The constraints upon, and latitude of, implementations of the Ranges library follow the same constraints and latitudes for implementations of the C++ standard library as specified in ISO/IEC 14882:2014 §[conforming].
A customization point object is a function object ([function.objects]) with a literal class type that interacts with user-defined types while enforcing semantic requirements on that interaction.
The type of a customization point object shall satisfy Semiregular ([concepts.lib.object.semiregular]).
All instances of a specific customization point object type shall be equal ([concepts.lib.general.equality]).
The type of a customization point object T shall satisfy Invocable<const T, Args...> ([concepts.lib.callable.invocable]) when the types of Args... meet the requirements specified in that customization point object's definition. Otherwise, T shall not have a function call operator that participates in overload resolution.
Each customization point object type constrains its return type to satisfy a particular concept.
The library defines several named customization point objects. In every translation unit where such a name is defined, it shall refer to the same instance of the customization point object.

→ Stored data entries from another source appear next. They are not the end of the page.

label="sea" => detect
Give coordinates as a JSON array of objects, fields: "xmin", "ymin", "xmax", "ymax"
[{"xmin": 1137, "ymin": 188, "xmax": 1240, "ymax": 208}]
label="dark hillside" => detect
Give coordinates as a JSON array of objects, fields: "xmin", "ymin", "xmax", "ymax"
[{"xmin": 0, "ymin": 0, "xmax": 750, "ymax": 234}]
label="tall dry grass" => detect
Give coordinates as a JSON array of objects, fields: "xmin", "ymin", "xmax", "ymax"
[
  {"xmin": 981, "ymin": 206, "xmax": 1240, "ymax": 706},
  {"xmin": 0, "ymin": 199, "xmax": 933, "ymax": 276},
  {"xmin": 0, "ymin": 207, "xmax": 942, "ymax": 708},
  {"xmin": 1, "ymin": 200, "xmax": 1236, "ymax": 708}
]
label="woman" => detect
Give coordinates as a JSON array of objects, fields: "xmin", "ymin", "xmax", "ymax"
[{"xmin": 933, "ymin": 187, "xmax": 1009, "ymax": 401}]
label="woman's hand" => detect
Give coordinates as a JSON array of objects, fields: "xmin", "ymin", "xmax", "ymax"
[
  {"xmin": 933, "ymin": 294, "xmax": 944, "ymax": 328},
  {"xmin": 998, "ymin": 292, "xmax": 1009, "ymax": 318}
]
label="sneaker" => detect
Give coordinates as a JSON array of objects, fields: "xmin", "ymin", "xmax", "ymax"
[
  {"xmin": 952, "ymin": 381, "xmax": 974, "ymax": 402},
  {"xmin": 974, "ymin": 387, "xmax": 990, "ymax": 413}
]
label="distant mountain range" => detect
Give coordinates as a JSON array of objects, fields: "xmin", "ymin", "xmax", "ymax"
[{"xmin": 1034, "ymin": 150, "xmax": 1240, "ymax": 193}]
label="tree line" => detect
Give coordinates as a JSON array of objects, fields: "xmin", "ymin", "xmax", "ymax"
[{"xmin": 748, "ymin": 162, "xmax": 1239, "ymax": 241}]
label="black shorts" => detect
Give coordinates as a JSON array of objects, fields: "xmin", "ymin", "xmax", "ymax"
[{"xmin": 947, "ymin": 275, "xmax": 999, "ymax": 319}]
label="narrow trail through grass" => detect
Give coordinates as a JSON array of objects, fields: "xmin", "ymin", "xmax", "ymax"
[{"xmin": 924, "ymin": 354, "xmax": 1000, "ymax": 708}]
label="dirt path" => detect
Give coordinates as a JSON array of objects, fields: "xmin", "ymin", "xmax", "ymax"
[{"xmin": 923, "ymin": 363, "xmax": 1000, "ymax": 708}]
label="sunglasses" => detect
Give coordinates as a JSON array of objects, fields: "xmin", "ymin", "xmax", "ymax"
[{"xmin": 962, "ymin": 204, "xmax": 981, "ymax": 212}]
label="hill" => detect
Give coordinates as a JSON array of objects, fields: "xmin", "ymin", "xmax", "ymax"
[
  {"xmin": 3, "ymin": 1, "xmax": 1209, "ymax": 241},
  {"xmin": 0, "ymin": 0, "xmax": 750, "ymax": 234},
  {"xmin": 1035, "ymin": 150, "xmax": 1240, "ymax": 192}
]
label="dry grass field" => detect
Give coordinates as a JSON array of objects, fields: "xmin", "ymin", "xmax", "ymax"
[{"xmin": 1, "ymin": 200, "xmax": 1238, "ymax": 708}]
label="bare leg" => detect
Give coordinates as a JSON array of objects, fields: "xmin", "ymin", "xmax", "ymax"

[ Note: Many of the customization point objects in the library evaluate function call expressions with an unqualified name which results in a call to a user-defined function found by argument dependent name lookup ( ISO/IEC 14882:2014 §[basic.lookup.argdep]). To preclude such an expression resulting in a call to unconstrained functions with the same name in namespace std, customization point objects specify that lookup for these expressions is performed in a context that includes deleted overloads matching the signatures of overloads defined in namespace std. When the deleted overloads are viable, user-defined overloads must be more specialized ( ISO/IEC 14882:2014 §[temp.func.order]) or more constrained (Concepts TS [temp.constr.order]) to be used by a customization point object. — end note ]